Lucy is the best thing in the book. Jance gives her a fully-rendered interiority - the wariness of a child who has been let down by every adult who was supposed to protect her, the pragmatic tenderness she shows the hawk, the calculations of a teenager trying to outthink the people hunting her. The plot mechanics around the diskette aren't going to win awards for ingenuity, and a reader now will notice that the entire macguffin pivots on a piece of obsolete technology that already felt creaky to some readers when the book came out in 2000. But the human core - a girl carrying the last secret her father gave her and refusing to surrender it - holds up.

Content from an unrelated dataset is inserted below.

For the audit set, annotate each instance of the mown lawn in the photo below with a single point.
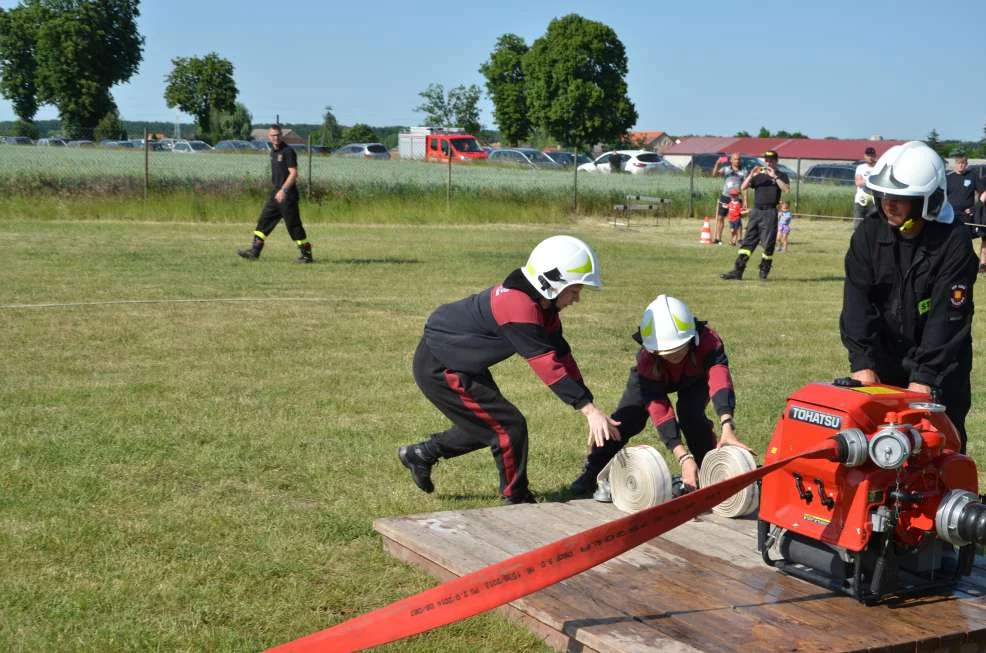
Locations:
(195, 447)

A Wedding That Will Not Wait
The personal layer is where opinion on this entry tends to split. Joanna is a week from marrying Butch Dixon. Her mother Eleanor has appointed herself the wedding's executive producer; her former mother-in-law and her future mother-in-law are both occupying real estate in the run-up; Jenny is twelve and behaving in ways that suggest she is rehearsing for sixteen. Jance leans into the chaos and gets some good comic and emotional moments out of it - the multi-mother negotiations are exactly the kind of small-town family texture the series does well, and Butch's steadiness through it is one of the reasons readers root for him even when reviewers in earlier books have called him a touch too perfect.
The fair criticism, and one I think lands, is that the wedding takes up enough oxygen that the cases have to compete for it. Several reviewers have flagged that the criminal resolution at the end happens too quickly and partly off-page, as if Jance ran out of room for it once the wedding logistics had eaten the rest. That's a real structural cost. If you came for a tight procedural, you are going to feel the seams; if you came for a series novel where the sheriff's life is the point and the case is the spine, you'll feel rewarded.
What This Entry Is, and Isn't
The strengths of Devil's Claw are not in plotting cleverness. They are in characterization (Lucy, Clayton, Reba's righteous fury), in atmosphere (the Dragoon Mountains, a desert ranch in the days before a wedding, a hawk threading through scrub), and in the accumulated emotional capital of eight books worth of Joanna Brady's life. Reviewers have praised the cleanness of Jance's prose - she does not lean on graphic violence or profanity to manufacture stakes - and her gift for letting Cochise County feel like a real place where real people live and die.
The weaknesses are, by this point, the same weaknesses Kirkus and Publishers Weekly have been naming for several books: prose that doesn't dazzle, secondary characters - particularly older women - who can feel flatter than they should, and a tendency to let personal subplot crowd procedural rigor. Some of the technology has aged. The villain's late-stage exit feels rushed. None of that is fatal; it's just the texture of a working series novel by a writer who is more interested in her characters' emotional lives than in pyrotechnic plotting. If you've followed Joanna this far, this is one of the entries that pays off the investment.
Rating: 4.0/5 ⭐
Perfect for: Readers continuing the Joanna Brady series, fans of southwestern mysteries with strong female protagonists, anyone who enjoys procedurals where a teenager-on-the-run subplot does as much emotional work as the murder case.
Skip if: You came for tight procedural plotting and don't want the wedding logistics to share the page, you find late-1990s/early-2000s technology references distracting, or you'd rather start the series at book one.